P. Daniel Knott, MD, an associate professor of facial plastic and reconstructive surgery and director of facial plastic and aesthetic surgery in the department of otolaryngology and head and neck surgery at the University of California, San Francisco (UCSF), said otolaryngologists can use remote video examinations to make sure a patient is appropriate for a physician’s expertise. Otherwise, they may have to rely on someone else’s opinion of a patient’s condition.
Explore this issue:July 2017
A study by Dr. Knott and colleagues compared in-person flap assessments with telehealth assessments (Otolaryngol Head Neck Surg. 2017;156:1035–1040). “The latter allowed more efficient examination of free tissue reconstructions, while yielding seemingly equivalent information,” he reported. Saving residents’ time was a significant benefit, because UCSF has five hospitals across the city, and excessive work hours means they are often plagued with fatigue.
Telehealth can also bring specialist expertise directly into the primary care setting; otolaryngology is no exception.
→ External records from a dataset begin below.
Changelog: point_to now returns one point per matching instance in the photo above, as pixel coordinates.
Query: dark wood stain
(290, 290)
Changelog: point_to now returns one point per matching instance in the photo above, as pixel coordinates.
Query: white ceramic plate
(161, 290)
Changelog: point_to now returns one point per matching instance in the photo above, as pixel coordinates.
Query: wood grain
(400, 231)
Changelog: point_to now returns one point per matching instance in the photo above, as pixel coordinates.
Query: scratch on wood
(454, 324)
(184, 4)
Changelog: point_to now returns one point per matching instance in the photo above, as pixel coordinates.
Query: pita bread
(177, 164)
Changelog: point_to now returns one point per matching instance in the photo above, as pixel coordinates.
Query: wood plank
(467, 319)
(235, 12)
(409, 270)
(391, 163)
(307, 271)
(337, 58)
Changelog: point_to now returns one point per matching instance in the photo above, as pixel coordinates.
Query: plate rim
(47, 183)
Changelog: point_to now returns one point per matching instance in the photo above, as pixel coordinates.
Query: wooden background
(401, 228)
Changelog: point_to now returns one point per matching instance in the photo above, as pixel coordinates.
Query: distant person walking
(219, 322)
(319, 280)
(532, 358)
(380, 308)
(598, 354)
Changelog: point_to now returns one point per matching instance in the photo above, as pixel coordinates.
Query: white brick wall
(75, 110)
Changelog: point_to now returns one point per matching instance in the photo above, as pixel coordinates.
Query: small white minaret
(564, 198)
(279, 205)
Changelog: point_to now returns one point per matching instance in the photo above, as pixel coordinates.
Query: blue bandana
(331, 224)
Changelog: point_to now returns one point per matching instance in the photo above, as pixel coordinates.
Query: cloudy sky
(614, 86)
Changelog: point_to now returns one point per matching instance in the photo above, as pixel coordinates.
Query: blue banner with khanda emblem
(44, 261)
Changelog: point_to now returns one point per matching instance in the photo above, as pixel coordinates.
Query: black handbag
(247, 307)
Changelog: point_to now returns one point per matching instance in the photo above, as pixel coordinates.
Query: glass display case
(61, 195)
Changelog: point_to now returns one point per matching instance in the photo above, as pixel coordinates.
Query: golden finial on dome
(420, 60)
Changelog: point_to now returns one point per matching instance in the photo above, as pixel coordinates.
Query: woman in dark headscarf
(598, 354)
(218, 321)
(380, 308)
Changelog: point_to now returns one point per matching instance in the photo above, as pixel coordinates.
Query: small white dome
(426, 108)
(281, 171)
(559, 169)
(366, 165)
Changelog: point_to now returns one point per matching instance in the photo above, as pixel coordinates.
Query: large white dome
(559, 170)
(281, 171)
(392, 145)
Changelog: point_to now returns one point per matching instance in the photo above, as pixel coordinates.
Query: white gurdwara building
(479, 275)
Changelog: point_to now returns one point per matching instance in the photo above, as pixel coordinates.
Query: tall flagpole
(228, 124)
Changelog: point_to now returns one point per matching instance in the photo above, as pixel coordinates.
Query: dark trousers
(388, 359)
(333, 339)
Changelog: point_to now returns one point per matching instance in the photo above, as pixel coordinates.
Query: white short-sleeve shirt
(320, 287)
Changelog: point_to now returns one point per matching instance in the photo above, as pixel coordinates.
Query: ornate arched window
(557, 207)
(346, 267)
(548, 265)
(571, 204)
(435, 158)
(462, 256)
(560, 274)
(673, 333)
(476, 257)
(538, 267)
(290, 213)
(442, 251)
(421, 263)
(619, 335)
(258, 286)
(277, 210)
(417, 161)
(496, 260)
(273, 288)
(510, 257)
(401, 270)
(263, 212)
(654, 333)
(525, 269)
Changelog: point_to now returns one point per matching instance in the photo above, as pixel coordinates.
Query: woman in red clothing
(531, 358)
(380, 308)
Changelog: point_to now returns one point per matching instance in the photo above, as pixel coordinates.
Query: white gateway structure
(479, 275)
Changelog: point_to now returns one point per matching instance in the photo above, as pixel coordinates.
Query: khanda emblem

Primary care providers can, for example, collect videos or images using digital devices—possibly along with other data, like otoacoustic emissions [OAE] test results—which can be reviewed by an offsite specialist, who either provides diagnosis and treatment guidance to the primary care provider or refers the patient to a higher level of care. “When programs like these are employed, one of the most common outcomes is a decrease in wait times at specialty clinics—only the patients who really need the services of a specialist go there for care,” said Linda Branagan, PhD, director of the Telehealth Resource Center at UCSF. “Newborns in rural areas who fail their OAE are a common population target for these types of programs—rural hospitals partner with urban medical centers for access to specialists.”
Drawbacks and Difficulties
Telemedicine does pose some challenges. Being willing to use the technology required for telemedicine can be a significant hurdle. “Both physicians and patients may be reluctant to use it, as this may be a departure from the traditional model where the physician directly examines the patient,” Dr. Essig said. “We need to make sure that the virtual visit is as accurate as a traditional visit.” In a recent study, his group assessed the diagnostic accuracy of evaluating patients remotely and found a high level of diagnostic congruency with a standard visit (unpublished data). Furthermore, both patients and physicians involved in the study expressed a high degree of satisfaction.
Actually using the technology required for virtual medicine, such as obtaining and sending photos, can be difficult for some patients. “Image quality can vary and may require a repeat photo or even a visit if resolution is inadequate,” Dr. Keefe said. “However, today’s smartphone cameras are usually more than sufficient.”